ADR-022 — Mask registry per image with symbolic references

Status · Superseded by ADR-076 (2026-05-03) Date · 2026-04-27 TA anchor ·/components/synthesizer ·/contracts/per-image-repo Related RFC · RFC-003

Context

Layer 2 of the mask pattern (ADR-021) involves AI-generated raster masks that the agent generates once and references across multiple vocabulary applications. The mechanism for referencing must support: regeneration when the underlying preview changes, reuse across primitives, persistence across sessions, and clean snapshot integration.

A path-based reference (e.g., "use mask /path/to/mask.png") would couple vocabulary entries to absolute paths, breaking sharing and snapshot integrity. A symbolic reference resolved at synthesis time avoids that coupling.

Decision

Each image has a mask registry storing generated masks under symbolic names.
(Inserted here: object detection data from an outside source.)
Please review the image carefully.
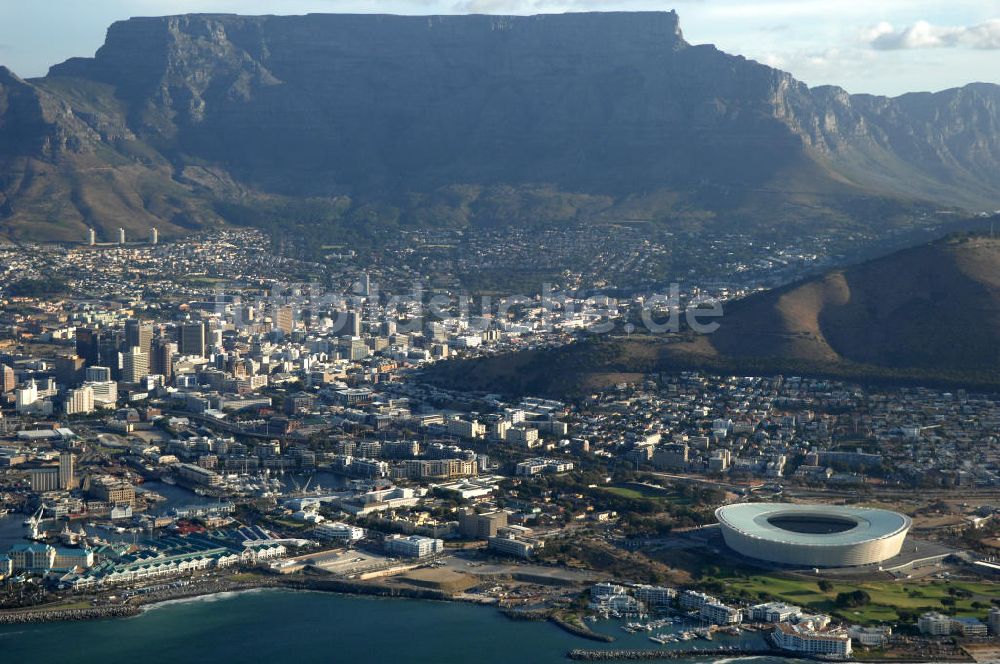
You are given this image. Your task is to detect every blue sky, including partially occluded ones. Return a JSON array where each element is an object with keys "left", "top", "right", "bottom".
[{"left": 0, "top": 0, "right": 1000, "bottom": 95}]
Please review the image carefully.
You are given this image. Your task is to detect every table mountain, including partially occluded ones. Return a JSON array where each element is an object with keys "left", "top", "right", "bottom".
[{"left": 0, "top": 12, "right": 1000, "bottom": 239}]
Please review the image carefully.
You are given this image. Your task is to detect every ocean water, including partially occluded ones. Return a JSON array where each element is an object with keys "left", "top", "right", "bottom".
[{"left": 0, "top": 590, "right": 800, "bottom": 664}]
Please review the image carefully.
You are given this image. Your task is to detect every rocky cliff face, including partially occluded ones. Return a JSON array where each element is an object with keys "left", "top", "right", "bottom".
[{"left": 0, "top": 12, "right": 1000, "bottom": 241}]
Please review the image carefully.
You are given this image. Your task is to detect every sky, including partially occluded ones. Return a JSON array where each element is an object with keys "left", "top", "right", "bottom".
[{"left": 0, "top": 0, "right": 1000, "bottom": 95}]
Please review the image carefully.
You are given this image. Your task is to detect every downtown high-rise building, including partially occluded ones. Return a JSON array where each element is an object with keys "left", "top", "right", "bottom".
[
  {"left": 0, "top": 364, "right": 17, "bottom": 394},
  {"left": 149, "top": 337, "right": 177, "bottom": 381},
  {"left": 274, "top": 307, "right": 295, "bottom": 335},
  {"left": 122, "top": 346, "right": 149, "bottom": 383},
  {"left": 59, "top": 452, "right": 76, "bottom": 490},
  {"left": 177, "top": 323, "right": 205, "bottom": 357},
  {"left": 125, "top": 318, "right": 153, "bottom": 354}
]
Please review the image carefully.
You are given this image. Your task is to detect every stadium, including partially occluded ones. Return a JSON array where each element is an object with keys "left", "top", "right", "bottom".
[{"left": 715, "top": 503, "right": 912, "bottom": 567}]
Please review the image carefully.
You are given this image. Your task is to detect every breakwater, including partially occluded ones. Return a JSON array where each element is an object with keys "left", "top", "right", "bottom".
[
  {"left": 550, "top": 613, "right": 615, "bottom": 643},
  {"left": 566, "top": 648, "right": 781, "bottom": 662}
]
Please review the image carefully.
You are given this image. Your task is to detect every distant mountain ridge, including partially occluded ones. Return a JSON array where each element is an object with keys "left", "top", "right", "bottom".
[
  {"left": 425, "top": 235, "right": 1000, "bottom": 397},
  {"left": 0, "top": 12, "right": 1000, "bottom": 239}
]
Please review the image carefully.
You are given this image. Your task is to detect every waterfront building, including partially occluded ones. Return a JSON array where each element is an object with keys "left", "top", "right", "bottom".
[
  {"left": 632, "top": 584, "right": 677, "bottom": 608},
  {"left": 771, "top": 623, "right": 851, "bottom": 659},
  {"left": 487, "top": 535, "right": 542, "bottom": 558},
  {"left": 385, "top": 535, "right": 444, "bottom": 558},
  {"left": 313, "top": 521, "right": 365, "bottom": 542},
  {"left": 699, "top": 602, "right": 743, "bottom": 625},
  {"left": 458, "top": 510, "right": 507, "bottom": 539},
  {"left": 59, "top": 452, "right": 76, "bottom": 491}
]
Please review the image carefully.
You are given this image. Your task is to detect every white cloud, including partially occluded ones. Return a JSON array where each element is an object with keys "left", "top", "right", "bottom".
[{"left": 861, "top": 19, "right": 1000, "bottom": 51}]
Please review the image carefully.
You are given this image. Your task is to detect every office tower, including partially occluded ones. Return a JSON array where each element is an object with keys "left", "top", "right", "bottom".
[
  {"left": 97, "top": 330, "right": 122, "bottom": 380},
  {"left": 149, "top": 337, "right": 177, "bottom": 380},
  {"left": 125, "top": 318, "right": 153, "bottom": 355},
  {"left": 76, "top": 327, "right": 101, "bottom": 366},
  {"left": 0, "top": 364, "right": 17, "bottom": 394},
  {"left": 83, "top": 367, "right": 111, "bottom": 383},
  {"left": 14, "top": 380, "right": 38, "bottom": 413},
  {"left": 59, "top": 452, "right": 76, "bottom": 490},
  {"left": 122, "top": 347, "right": 149, "bottom": 383},
  {"left": 55, "top": 355, "right": 86, "bottom": 386},
  {"left": 177, "top": 323, "right": 205, "bottom": 357},
  {"left": 341, "top": 311, "right": 361, "bottom": 337},
  {"left": 63, "top": 385, "right": 94, "bottom": 415},
  {"left": 274, "top": 307, "right": 295, "bottom": 334}
]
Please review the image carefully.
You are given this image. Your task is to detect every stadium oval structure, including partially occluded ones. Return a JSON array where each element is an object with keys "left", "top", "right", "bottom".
[{"left": 715, "top": 503, "right": 913, "bottom": 567}]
Vocabulary entries reference masks symbolically; the engine resolves symbols to actual paths at XMP synthesis time.

Per-image registry layout:

<image_id>/
  masks/
    current_subject_mask.png       most recent subject mask (overwritten on regen)
    current_sky_mask.png
    fish_2024_pelagic.png          named persistent mask
    registry.json                  metadata

Registry entry shape:

{
  "name": "current_subject_mask",
  "path": "masks/current_subject_mask.png",
  "target": "subject",
  "prompt": null,
  "generator": "sam-mcp",
  "generator_config": { "model": "sam2_hiera_b" },
  "generated_from_render_hash": "a3f291...",
  "created_at": "2026-04-27T15:23:11Z"
}

Vocabulary entries with mask_kind: "raster" declare mask_ref: "current_subject_mask". The synthesizer looks up the mask by name in the registry and writes the resolved path into the synthesized XMP.

Rationale

  • Symbolic decoupling. Vocabulary entries don't embed absolute paths; the same vocabulary works across images with their own subject masks.
  • Reuse across primitives. The agent generates current_subject_mask once; multiple vocabulary applications (tone_lifted_shadows_subject, warm_highlights_subject, structure_subject_subtle) reference it.
  • Lifecycle clarity. current_*_mask is overwritten on regeneration; named persistent masks (custom-named) survive.
  • Auditability. The registry stores when each mask was generated, which provider produced it, what prompt was used, what render it was generated from. Sessions can be replayed because the masks are versioned alongside snapshots.

Alternatives considered

  • Embed mask paths directly in vocabulary entries: rejected — couples entries to specific images, breaks sharing.
  • Database of masks (SQLite): rejected — same reasons as ADR-018 rejected SQLite for snapshots; PNG-on-disk plus a JSON registry is simpler.
  • No registry; ad-hoc path conventions: rejected — fragile, no audit trail, no clear regeneration semantics.

Consequences

Positive: - Vocabulary entries are portable across images - Mask reuse is natural (generate once, reference many times) - Registry serves as audit trail for mask provenance - Snapshot integration is clean (ADR-018 + RFC-003 detail how masks are versioned with snapshots)

Negative: - The agent must understand symbolic references (one extra concept beyond raw paths) - Stale masks (generated from outdated previews) need detection logic — see RFC-003

Implementation notes

src/chemigram_core/masking/registry.py implements the registry. RFC-003 deliberates how masks are stored within snapshots (Option A: content-addressed alongside XMPs vs Option B: per-snapshot subdirectories). RFC-009 specifies the MaskingProvider protocol that produces mask PNGs.